By Richard Westcott
BBC Radio 1
A computer program has been developed that the makers claim can dramatically increase your odds of scoring a hit.
Record companies spend millions every year on songs that do not sell. It has been said you've got a better chance of winning a lottery jackpot than getting into the top 10.
James Blunt's songwriting partner Amanda Ghost was unimpressed
But computer program Platinum Blue Music Intelligence is already shaping the music you hear on the radio.
Sony BMG is among several big record labels using it.
It says it is just a tool - a guide to making the final decision, which always comes down to a human being.
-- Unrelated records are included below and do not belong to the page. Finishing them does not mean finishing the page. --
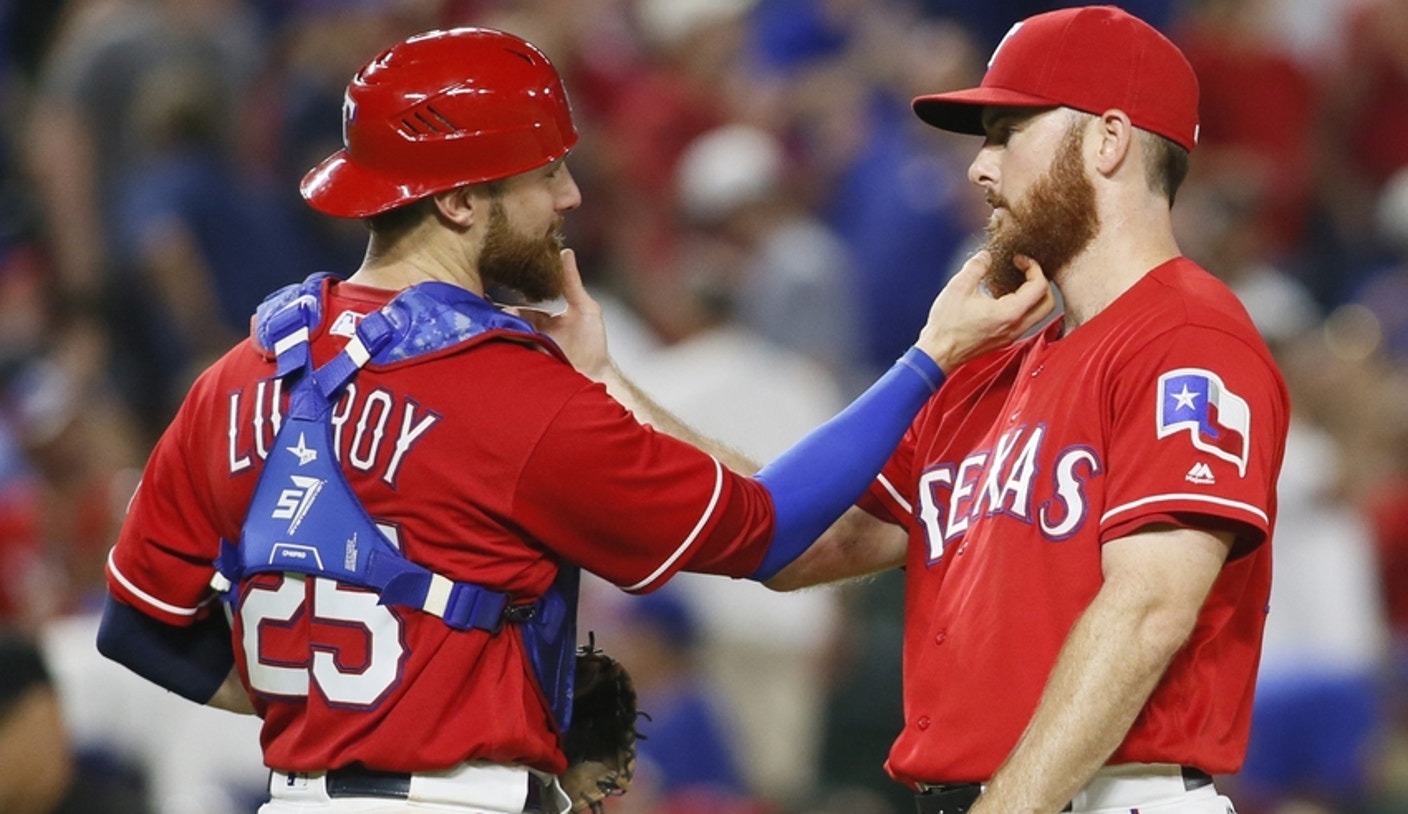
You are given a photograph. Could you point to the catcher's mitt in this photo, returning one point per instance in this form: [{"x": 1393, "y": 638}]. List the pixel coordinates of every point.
[{"x": 600, "y": 742}]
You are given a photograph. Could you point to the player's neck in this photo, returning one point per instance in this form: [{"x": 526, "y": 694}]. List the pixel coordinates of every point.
[
  {"x": 1108, "y": 268},
  {"x": 399, "y": 271}
]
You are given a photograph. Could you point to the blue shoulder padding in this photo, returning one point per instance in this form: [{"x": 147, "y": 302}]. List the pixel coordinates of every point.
[
  {"x": 815, "y": 480},
  {"x": 304, "y": 516}
]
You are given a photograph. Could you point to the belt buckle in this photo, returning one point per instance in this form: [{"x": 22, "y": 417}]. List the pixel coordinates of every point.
[{"x": 948, "y": 797}]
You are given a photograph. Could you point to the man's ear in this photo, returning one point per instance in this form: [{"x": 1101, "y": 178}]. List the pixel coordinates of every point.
[
  {"x": 1117, "y": 138},
  {"x": 458, "y": 206}
]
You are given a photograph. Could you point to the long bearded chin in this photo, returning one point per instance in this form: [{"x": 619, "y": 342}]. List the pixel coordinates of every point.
[
  {"x": 1052, "y": 224},
  {"x": 528, "y": 266}
]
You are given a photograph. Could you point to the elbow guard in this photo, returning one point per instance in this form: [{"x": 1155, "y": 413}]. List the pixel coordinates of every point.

The makers of the system insist it will not stifle innovation.
Mike McCready, CEO of Platinum Blue, says: "If you look at the music that has been invented since Beethoven, all of the hit songs in every new genre conform to the same mathematical patterns.
"Reticent artists need to understand this is just a tool to help them get their art to a mass audience, rather than affect the art they're making."
Music mogul Louis Walsh says he prefers human techniques
Platinum Blue Music Intelligence is a complex computer program that turns music into mathematics.
It breaks songs down into 30 or so component parts including rhythm, melody, harmony, beat, cadence, timbre, pitch, and gives each a number.
What they have found is just about all hit songs, no matter what genre, fit the same pattern.
Match that pattern and then promote the song right, and you have an 80% chance of success.
The system has some high-profile supporters including Moby. But one artist I spoke to was horrified by the idea.
Amanda Ghost, who won two prestigious Ivor Novello awards for co-writing James Blunt's You're Beautiful, was unimpressed.
We tested her new song Deep Water and it registered as a hit, getting virtually the same score as You're Beautiful.
Moby is a supporter of the hit-making program
It even compared the track to classics like Sam Cooke's Chain Gang.
"I don't like the idea that this is influencing record companies in choosing songs," she says.
"It's just making everything the same. The biggest problem today, in music, is it's too much of a marketing industry and not enough of a music industry."
One of the most successful managers in the business, X Factor judge Louis Walsh was also sceptical.
"The only technology I would use to pick a hit is my ears. I would not listen to a computer," he said.